Hallamos la respuesta a lo anterior en la posición social de los empleados públicos y privados de la clase media y baja. La posición económica del empleado promedio es inferior a la de los trabajadores industriales calificados; esta situación más precaria, de algún modo se ve compensada por la exigua perspectiva de hacer carrera y, en el caso de un empleado gubernamental, por una pensión vitalicia. De modo que, bajo la autoridad del gobierno, prevalece una actitud de competencia hacia sus colegas, lo que se contrapone al desarrollo de la solidaridad. La conciencia social del empleado no está influenciada por el destino que comparte con sus compañeros de trabajo, sino por su actitud respecto al gobierno y a la "nación". Ello se traduce en una total identificación con el poder del Estado 3 y, en el caso del empleado de una compañía, en su identificación con la misma. Es tan sumiso como el trabajador industrial. ¿Por qué, entonces, no desarrolla un sentimiento de solidaridad como sucede con el trabajador de la industria? Esto se debe a su posición intermedia entre la autoridad y el conjunto de los trabajadores manuales. Aunque es un subordinado de los que se encuentran en la cima, para los que se sitúan por debajo de él, constituye un representante de la autoridad y disfruta, como tal, de una posición moral (y no material) de privilegio.
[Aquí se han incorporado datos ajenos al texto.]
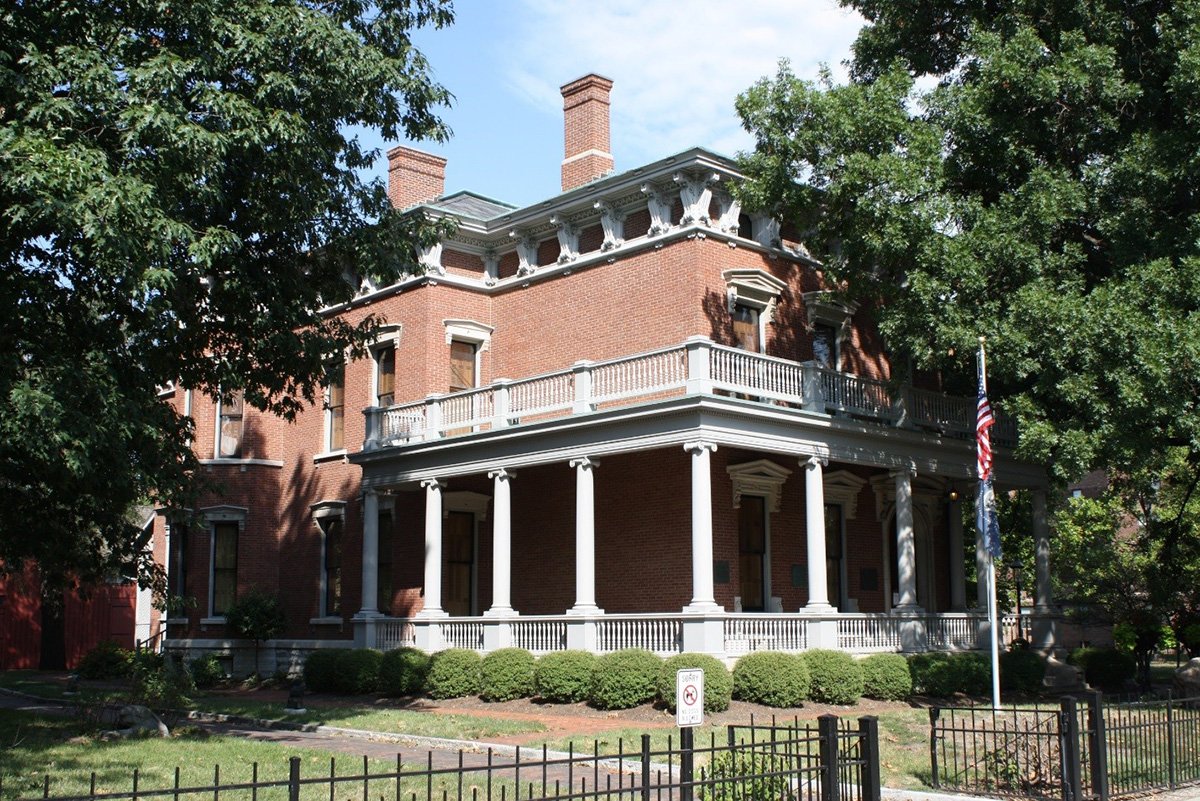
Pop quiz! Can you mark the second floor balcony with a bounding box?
[364,337,1016,451]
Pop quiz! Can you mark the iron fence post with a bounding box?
[679,727,694,801]
[929,706,942,790]
[1166,695,1175,790]
[1058,695,1082,801]
[288,757,300,801]
[1087,692,1109,801]
[858,715,883,801]
[817,715,841,801]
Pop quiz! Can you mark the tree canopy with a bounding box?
[738,0,1200,489]
[738,0,1200,637]
[0,0,452,584]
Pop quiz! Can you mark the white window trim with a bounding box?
[308,500,346,622]
[442,319,496,350]
[369,323,404,406]
[721,269,787,328]
[199,506,250,625]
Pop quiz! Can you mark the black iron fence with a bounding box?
[929,693,1200,801]
[0,715,881,801]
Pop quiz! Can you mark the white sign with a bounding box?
[676,668,704,728]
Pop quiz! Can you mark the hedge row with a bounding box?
[304,648,926,712]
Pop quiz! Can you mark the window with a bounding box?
[812,323,841,369]
[325,362,343,451]
[738,495,767,612]
[217,390,245,459]
[320,517,344,618]
[167,523,187,600]
[732,303,762,354]
[376,510,392,615]
[376,344,396,406]
[450,339,478,392]
[210,522,240,618]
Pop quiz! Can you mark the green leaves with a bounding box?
[0,0,451,582]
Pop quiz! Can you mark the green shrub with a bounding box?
[334,648,383,695]
[1079,648,1138,693]
[304,648,349,693]
[534,651,596,704]
[858,654,912,700]
[188,654,226,689]
[733,651,812,707]
[479,648,536,701]
[425,648,484,698]
[1000,649,1046,693]
[802,649,863,706]
[659,654,733,712]
[379,648,430,695]
[590,648,662,709]
[908,654,991,698]
[76,639,133,679]
[700,742,800,801]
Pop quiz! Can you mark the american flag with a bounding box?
[976,342,1001,560]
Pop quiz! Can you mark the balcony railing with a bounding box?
[364,337,1016,450]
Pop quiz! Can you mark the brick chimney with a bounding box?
[562,73,613,192]
[388,145,446,209]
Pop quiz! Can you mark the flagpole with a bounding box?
[978,337,1001,709]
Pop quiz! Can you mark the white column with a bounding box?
[947,490,967,612]
[800,456,833,614]
[416,478,446,618]
[892,469,917,610]
[683,441,720,612]
[358,489,379,618]
[568,457,602,615]
[484,468,516,618]
[1030,489,1054,613]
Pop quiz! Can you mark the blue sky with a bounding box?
[365,0,862,206]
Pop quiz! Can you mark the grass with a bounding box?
[189,695,546,740]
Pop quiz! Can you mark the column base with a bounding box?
[563,603,604,618]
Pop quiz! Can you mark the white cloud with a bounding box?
[503,0,863,160]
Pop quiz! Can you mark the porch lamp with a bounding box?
[1008,559,1025,639]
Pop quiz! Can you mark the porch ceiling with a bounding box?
[350,395,1046,489]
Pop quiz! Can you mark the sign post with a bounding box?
[676,668,704,801]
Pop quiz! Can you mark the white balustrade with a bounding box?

En términos de psicología de masas el arquetipo de este personaje en el ejército es el sargento.

Los mayordomos, valets y otros empleados de las familias aristocráticas de estas características, son un ejemplo flagrante del poder de esta identificación. Al adoptar las actitudes, la forma de pensar y el porte de la clase dominante, experimentan un cambio radical y, en su afán de minimizar sus orígenes humildes, a menudo se convierten en una caricatura de la gente a la que sirven.

Esta identificación con la autoridad, la empresa, el Estado, la nación, etcétera, que puede formularse como "Yo soy el Estado, la autoridad, la empresa, la nación", constituye una realidad psíquica, y es una de las mejores ilustraciones de una ideología que se ha convertido en una fuerza material. Al inicio, la idea misma de imitar a sus superiores es la que estimula la mente del empleado o del oficial pero, gradualmente, a causa de su creciente dependencia material, toda su personalidad se remodela de acuerdo a los lineamientos de la clase dominante. Deseoso en todo momento de complacer a la autoridad, el individuo de la clase media baja crea una división entre su situación económica y su ideología. Vive bajo condiciones materiales muy precarias, pero asume aires de nobleza hacia afuera, muchas veces hasta caer en el ridículo. Se alimenta de mala manera y en cantidades insuficientes, pero le otorga una gran importancia a una "vestimenta decente". El sombrero de seda y el abrigo de vestir se convierten en el símbolo material de la estructura de su personalidad. Y nada es más adecuado para obtener una primera impresión de la psicología de masas de un pueblo que su manera de vestir. La actitud obsequiosa que caracteriza, de manera específica, a la clase media baja es la que distingue al hombre de esta clase del trabajador industrial.4

¿Qué tan lejos llega esta identificación con la autoridad? Ya hemos constatado que dicha identificación existe. Sin embargo, la cuestión es saber hasta qué punto -más allá de las condiciones económicas existenciales que lo afectan directamente- los factores emocionales refuerzan y consolidan la actitud del individuo de clase media baja, al grado de que su estructura no varía en tiempos de crisis, e incluso cuando el desempleo destruye la base económica inmediata.

Afirmamos anteriormente que las posiciones económicas de varios de los estratos de la clase media baja son diferentes, pero que los rasgos fundamentales de su situación familiar son los mismos. En esta situación familiar es donde encontramos la clave de las bases emocionales de la estructura descrita anteriormente.